Monday, January 15, 2007

A bad argument against protecting polar bears

Last week, US Fish and Wildlife Service (USFWS) announced that they are considering listing polar bears (Ursus maritimus) as threatened under the Endangered Species Act. The department argues that the bears are threatened by declining sea ice, an impact of accelerated climate change in the Arctic. While their report has received mostly positive press, I have come across a common criticism that I would like to address. Critics claim that polar bears are not threatened by global warming because their current population (20-25000 spread over 19 subpopulations) is far greater than their ‘historic’ population (~5000 in the 1950’s). How could polar bears be threatened? Assuming both population estimates are correct (I believe they are), does this argument hold any water? Of course not. The intellectual dishonesty or sheer stupidity of anyone who maintains this reasoning is astounding.

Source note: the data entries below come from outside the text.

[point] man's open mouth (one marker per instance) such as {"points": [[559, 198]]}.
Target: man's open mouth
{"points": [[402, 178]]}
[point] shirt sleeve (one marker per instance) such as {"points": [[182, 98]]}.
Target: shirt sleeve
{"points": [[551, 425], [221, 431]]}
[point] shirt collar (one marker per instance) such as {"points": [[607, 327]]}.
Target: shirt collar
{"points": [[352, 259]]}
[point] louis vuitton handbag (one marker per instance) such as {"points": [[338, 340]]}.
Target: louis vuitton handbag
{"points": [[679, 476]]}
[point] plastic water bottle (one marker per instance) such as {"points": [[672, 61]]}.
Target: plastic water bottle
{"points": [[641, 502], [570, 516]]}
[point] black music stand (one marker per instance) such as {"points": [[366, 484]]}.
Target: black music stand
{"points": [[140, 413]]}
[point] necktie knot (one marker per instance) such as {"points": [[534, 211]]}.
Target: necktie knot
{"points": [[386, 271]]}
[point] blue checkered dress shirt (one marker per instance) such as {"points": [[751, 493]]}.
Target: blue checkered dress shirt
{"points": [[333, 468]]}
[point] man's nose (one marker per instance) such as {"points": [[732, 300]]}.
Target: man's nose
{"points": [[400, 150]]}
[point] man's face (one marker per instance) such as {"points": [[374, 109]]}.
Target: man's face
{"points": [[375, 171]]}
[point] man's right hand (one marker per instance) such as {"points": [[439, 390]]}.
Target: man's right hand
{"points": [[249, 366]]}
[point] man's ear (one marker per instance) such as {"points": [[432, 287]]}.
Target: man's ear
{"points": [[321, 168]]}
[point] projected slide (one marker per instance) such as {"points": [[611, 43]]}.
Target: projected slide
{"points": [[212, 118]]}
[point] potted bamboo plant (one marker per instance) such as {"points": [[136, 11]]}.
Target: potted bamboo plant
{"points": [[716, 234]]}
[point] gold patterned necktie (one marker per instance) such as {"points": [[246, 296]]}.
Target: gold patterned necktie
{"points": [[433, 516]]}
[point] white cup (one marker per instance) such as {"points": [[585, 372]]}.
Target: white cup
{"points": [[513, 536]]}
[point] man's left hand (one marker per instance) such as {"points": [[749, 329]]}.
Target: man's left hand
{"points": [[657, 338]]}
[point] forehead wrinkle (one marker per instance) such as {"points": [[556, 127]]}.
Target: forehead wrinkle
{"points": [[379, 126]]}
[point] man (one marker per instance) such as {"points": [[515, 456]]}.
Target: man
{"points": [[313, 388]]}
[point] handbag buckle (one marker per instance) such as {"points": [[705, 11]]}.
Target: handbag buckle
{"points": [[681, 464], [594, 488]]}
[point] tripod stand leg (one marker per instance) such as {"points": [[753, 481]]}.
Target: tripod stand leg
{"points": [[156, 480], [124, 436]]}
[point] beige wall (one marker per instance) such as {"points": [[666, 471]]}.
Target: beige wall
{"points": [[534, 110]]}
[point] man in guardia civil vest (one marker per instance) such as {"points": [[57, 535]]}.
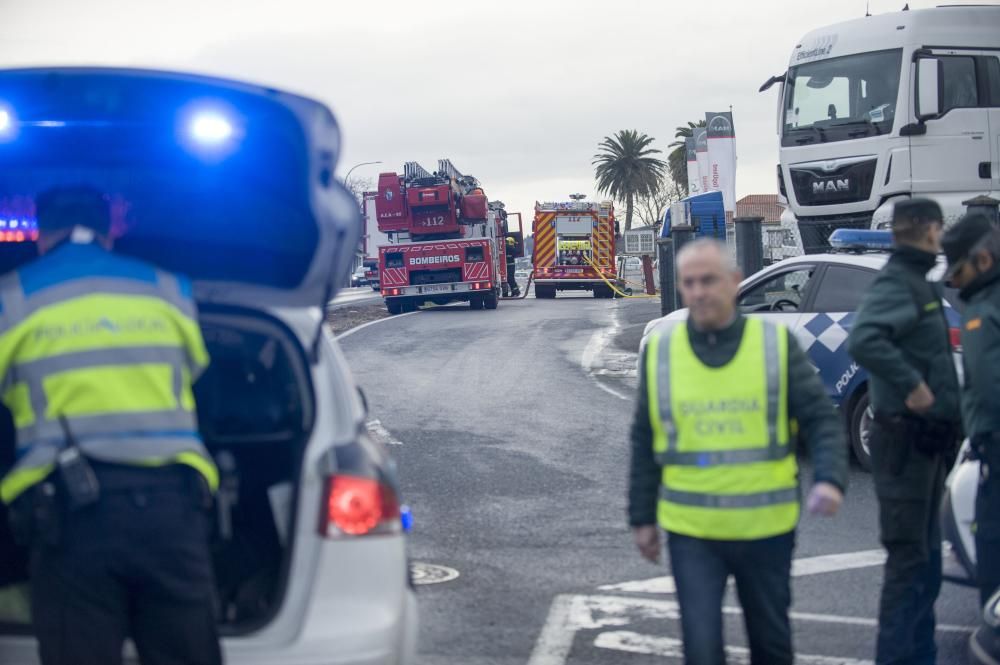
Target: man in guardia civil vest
{"points": [[724, 401]]}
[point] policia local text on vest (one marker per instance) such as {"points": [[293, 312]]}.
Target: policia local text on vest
{"points": [[111, 484]]}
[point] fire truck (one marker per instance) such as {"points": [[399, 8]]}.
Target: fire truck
{"points": [[574, 247], [446, 241]]}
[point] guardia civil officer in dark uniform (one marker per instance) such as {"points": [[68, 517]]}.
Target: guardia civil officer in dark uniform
{"points": [[973, 250], [900, 336]]}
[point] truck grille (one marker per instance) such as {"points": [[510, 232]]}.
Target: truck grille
{"points": [[435, 276], [815, 231], [848, 184]]}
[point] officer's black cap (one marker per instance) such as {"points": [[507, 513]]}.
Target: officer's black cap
{"points": [[959, 240], [76, 205], [911, 212]]}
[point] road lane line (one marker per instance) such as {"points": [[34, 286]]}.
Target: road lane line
{"points": [[624, 640], [556, 639], [350, 332], [377, 430], [826, 563]]}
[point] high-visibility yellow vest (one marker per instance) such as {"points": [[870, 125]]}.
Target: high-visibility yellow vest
{"points": [[111, 345], [722, 436]]}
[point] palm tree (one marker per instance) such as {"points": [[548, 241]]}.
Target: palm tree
{"points": [[677, 159], [625, 168]]}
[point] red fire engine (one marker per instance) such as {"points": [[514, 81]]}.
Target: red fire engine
{"points": [[447, 242]]}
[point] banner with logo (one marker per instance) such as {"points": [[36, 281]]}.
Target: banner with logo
{"points": [[701, 152], [694, 183], [722, 157]]}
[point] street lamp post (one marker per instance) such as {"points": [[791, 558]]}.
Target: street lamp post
{"points": [[346, 177]]}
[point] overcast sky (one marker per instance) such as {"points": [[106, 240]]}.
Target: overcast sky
{"points": [[518, 93]]}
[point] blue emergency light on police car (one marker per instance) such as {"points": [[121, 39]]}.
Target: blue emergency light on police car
{"points": [[859, 240]]}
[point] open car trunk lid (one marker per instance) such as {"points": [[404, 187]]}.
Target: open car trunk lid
{"points": [[228, 183]]}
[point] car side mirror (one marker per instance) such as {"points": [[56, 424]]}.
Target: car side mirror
{"points": [[928, 88]]}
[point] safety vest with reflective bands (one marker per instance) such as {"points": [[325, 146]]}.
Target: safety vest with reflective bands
{"points": [[722, 436], [110, 344]]}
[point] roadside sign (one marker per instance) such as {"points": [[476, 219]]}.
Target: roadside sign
{"points": [[640, 242]]}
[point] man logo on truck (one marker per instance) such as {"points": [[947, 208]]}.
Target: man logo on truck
{"points": [[430, 260], [831, 186]]}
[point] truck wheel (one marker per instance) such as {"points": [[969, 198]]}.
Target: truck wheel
{"points": [[861, 419]]}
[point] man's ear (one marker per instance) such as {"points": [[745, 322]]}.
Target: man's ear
{"points": [[983, 261]]}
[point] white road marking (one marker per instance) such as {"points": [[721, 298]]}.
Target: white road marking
{"points": [[827, 563], [624, 640], [430, 573], [591, 357], [350, 332], [570, 614], [377, 430]]}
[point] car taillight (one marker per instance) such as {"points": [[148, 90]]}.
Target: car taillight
{"points": [[355, 506], [955, 336]]}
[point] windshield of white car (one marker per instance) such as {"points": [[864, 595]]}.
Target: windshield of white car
{"points": [[841, 98]]}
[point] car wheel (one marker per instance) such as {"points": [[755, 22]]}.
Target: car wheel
{"points": [[861, 421]]}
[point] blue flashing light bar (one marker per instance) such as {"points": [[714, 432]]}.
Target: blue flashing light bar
{"points": [[18, 229], [857, 240]]}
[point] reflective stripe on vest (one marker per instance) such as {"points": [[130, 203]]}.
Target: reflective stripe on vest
{"points": [[121, 377], [722, 436]]}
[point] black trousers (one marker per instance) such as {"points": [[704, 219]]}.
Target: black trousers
{"points": [[988, 523], [909, 485], [136, 564], [762, 570]]}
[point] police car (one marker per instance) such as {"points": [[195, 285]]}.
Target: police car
{"points": [[816, 297], [232, 185]]}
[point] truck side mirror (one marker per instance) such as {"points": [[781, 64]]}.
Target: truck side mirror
{"points": [[928, 88]]}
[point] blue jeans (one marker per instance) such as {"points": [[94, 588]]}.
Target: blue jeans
{"points": [[762, 571]]}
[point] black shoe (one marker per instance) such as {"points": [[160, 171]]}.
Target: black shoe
{"points": [[984, 646]]}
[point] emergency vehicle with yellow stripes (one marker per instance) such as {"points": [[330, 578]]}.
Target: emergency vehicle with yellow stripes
{"points": [[574, 247], [447, 242]]}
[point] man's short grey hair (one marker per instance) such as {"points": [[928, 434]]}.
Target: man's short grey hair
{"points": [[728, 261]]}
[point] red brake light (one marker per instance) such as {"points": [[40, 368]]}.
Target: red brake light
{"points": [[955, 336], [359, 506]]}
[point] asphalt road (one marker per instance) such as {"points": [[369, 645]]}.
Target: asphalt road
{"points": [[510, 430]]}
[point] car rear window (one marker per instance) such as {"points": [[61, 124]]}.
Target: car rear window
{"points": [[842, 288]]}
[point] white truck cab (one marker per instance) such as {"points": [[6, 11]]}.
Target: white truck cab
{"points": [[884, 107]]}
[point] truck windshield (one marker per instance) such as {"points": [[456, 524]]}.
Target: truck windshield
{"points": [[841, 98]]}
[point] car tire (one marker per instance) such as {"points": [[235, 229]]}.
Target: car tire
{"points": [[860, 423]]}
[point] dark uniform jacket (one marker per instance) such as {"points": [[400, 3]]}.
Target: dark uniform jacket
{"points": [[818, 422], [981, 356], [900, 335]]}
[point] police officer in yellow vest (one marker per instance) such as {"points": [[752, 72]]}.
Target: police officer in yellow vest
{"points": [[722, 402], [112, 483]]}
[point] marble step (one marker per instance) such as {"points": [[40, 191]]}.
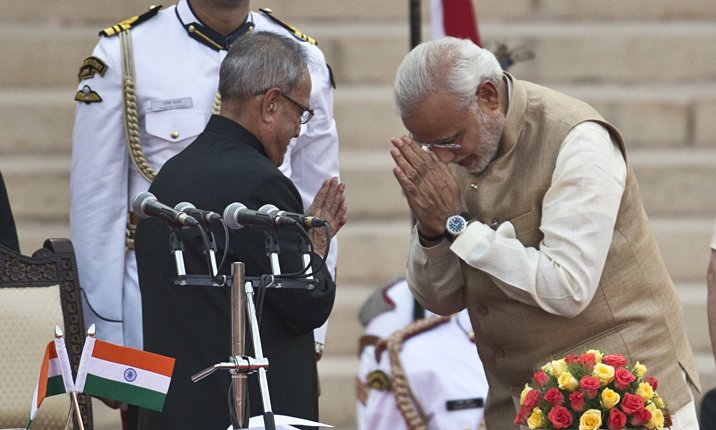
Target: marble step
{"points": [[107, 12], [615, 51], [649, 116]]}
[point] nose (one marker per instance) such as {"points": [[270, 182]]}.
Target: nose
{"points": [[445, 155]]}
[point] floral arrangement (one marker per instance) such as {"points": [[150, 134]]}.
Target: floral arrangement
{"points": [[592, 391]]}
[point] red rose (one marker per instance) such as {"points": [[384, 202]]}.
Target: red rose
{"points": [[540, 378], [531, 399], [560, 417], [522, 415], [571, 359], [553, 396], [614, 360], [587, 360], [590, 385], [576, 400], [617, 420], [632, 404], [623, 378], [652, 381], [640, 418]]}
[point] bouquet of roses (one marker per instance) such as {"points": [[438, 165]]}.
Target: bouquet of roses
{"points": [[592, 391]]}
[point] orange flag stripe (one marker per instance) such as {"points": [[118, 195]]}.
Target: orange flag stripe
{"points": [[133, 357]]}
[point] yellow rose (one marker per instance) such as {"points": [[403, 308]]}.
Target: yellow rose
{"points": [[639, 370], [590, 420], [536, 419], [657, 417], [597, 355], [645, 391], [567, 382], [610, 398], [555, 367], [603, 372], [524, 393]]}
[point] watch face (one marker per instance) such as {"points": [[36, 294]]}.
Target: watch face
{"points": [[456, 224]]}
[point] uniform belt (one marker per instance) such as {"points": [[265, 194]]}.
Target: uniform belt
{"points": [[132, 220]]}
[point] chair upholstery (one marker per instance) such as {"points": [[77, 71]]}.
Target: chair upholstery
{"points": [[37, 293]]}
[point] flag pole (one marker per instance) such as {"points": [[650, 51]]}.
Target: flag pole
{"points": [[76, 407], [69, 416], [238, 329], [73, 395], [415, 20]]}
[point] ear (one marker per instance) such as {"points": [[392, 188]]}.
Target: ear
{"points": [[488, 96], [269, 103]]}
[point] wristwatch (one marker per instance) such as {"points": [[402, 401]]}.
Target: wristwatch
{"points": [[455, 225]]}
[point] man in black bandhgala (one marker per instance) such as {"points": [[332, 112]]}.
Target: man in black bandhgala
{"points": [[265, 85]]}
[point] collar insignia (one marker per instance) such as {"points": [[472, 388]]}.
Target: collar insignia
{"points": [[90, 66], [87, 95]]}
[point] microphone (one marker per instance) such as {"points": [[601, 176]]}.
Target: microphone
{"points": [[291, 218], [207, 217], [146, 205], [237, 216]]}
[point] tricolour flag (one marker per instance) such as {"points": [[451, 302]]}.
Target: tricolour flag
{"points": [[124, 374], [55, 376], [454, 18]]}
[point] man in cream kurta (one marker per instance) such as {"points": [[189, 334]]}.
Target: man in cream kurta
{"points": [[557, 256]]}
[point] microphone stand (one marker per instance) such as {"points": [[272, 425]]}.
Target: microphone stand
{"points": [[212, 250], [305, 251], [242, 307], [272, 250], [178, 251]]}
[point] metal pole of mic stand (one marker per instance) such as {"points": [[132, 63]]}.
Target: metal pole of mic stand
{"points": [[178, 251], [269, 422], [272, 250], [238, 327]]}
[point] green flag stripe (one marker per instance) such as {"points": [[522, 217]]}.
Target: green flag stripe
{"points": [[55, 385], [123, 392]]}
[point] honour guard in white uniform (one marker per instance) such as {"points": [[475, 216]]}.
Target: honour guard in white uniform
{"points": [[144, 94], [424, 374]]}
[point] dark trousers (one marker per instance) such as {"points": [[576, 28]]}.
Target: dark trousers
{"points": [[708, 410]]}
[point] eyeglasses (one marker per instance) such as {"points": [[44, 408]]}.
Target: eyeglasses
{"points": [[306, 112], [449, 145]]}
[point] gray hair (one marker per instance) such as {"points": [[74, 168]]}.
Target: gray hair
{"points": [[457, 66], [259, 61]]}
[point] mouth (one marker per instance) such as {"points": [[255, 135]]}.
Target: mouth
{"points": [[466, 161]]}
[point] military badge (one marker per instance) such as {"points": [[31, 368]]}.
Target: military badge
{"points": [[87, 95], [379, 380], [89, 67]]}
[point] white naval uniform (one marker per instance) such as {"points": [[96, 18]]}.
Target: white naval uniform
{"points": [[169, 66], [445, 376]]}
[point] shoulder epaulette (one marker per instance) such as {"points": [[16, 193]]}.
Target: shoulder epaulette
{"points": [[293, 30], [130, 23]]}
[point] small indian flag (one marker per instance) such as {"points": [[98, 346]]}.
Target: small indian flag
{"points": [[124, 374], [51, 382]]}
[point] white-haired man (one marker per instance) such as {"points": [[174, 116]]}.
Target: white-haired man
{"points": [[529, 215]]}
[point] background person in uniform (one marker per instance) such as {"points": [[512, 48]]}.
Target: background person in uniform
{"points": [[386, 311], [8, 233], [445, 385], [708, 402], [265, 87], [530, 216], [176, 54]]}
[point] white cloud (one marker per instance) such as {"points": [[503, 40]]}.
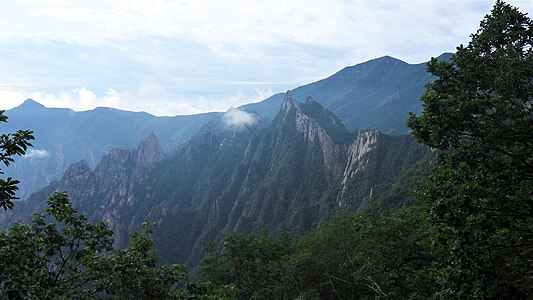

Polar bears populations in the 1950’s were driven to low levels by hunting, which has been banned in the US (with the exception of native peoples*), allowing the population to rebound. However, in a species that is ~200,000 years old, the population dynamics of the past 50 years can hardly be considered historic. A proper benchmark is not the population of the 1950’s, but rather 1950 BCE!

Scientists may never know the historic population of polar bears before human intrusion, but that is actually irrelevant to the current debate. The USFWS contends that the polar bear is threatened today because global warming is causing arctic sea ice to melt, a demonstrable fact. They buttress their argument with data from polar bear surveys indicating that adult weight and cub survivorship have decreased concurrently with declining sea ice. Whether there were five thousand, five, or five million polar bears in 1950, that global warming is threatening polar bears today might still be true, as I believe it is.

To drive this point home (and get in a jab at Fox News), let me draw an analogy. I originally came across the anti-polar bear argument while watching The Big Story on Fox News, hosted by the insipid John Gibson. John Gibson has also written a book called The War on Christmas, which I haven’t read, that argues secular liberals are trying to take religion out of the holidays. By Gibson’s own logic, I could argue that the number of Christians celebrating Christmas in America is higher today than it was in the 1950’s. How could it possibly be the case that secularists are threatening Christmas? As with Gibson’s own argument, mine is a complete non sequitur, as the number of Christians in the 1950’s has absolutely nothing to do with the current “war” on Christmas.

John Gibson and his ilk are ideologues who realize that the average American, to whom they have no problem pandering their own brand of emotion laden nonsense, may see the plight of the charismatic polar bear as a convincing reason to take action on global climate change. I personally find many other cases than the polar bear more compelling reasons to mitigate climate change, but far be it for me to tell people how they should value nature. In any case, I can sympathize with the polar bears right now. Europe is experiencing an unusually warm winter, which has caused half of my study plants to begin flowering in January. Instead of a leisurely winter work schedule, I am outside from dawn until dusk bent over tiny plants. Maybe this would make for a good human-interest story on the adverse affects of climate change. Any takers?

* Native peoples may in fact not being doing enough polar bear hunting to cause any harm, but I find this to be an unwarranted exception in name of cultural relativism. As with female genial mutilation, there are some cultural practices that are simply beyond the pale of contemporary morality, and I find hunting polar bears to be one of them. As we ask the rest of our citizens to desist from hunting threatened species, so should we of native peoples.

1 comment:

hiland said...

OK, the polar bear population has gone from 5,000 to 25,000 in the past 50+ years. The most important question NOT asked is this: how many bears should there be? Mathematicly this means the population doubles every 22+ years. At this rate, by 2025 there should be approximately 50,000 bears. How many bears is "not enough" or "too many"?
As they progressed in population from 5,000 to 10,000 to 15,000 to 20,000 and now at 25,000 the "so called" experts remain silent. Except to say "well now they are endangered"? Is this a joke?
Well, at some point there will be too many. And I doubt, very seriously, when that day comes, they will blame everything and everybody for their demise, except their own mismanagement.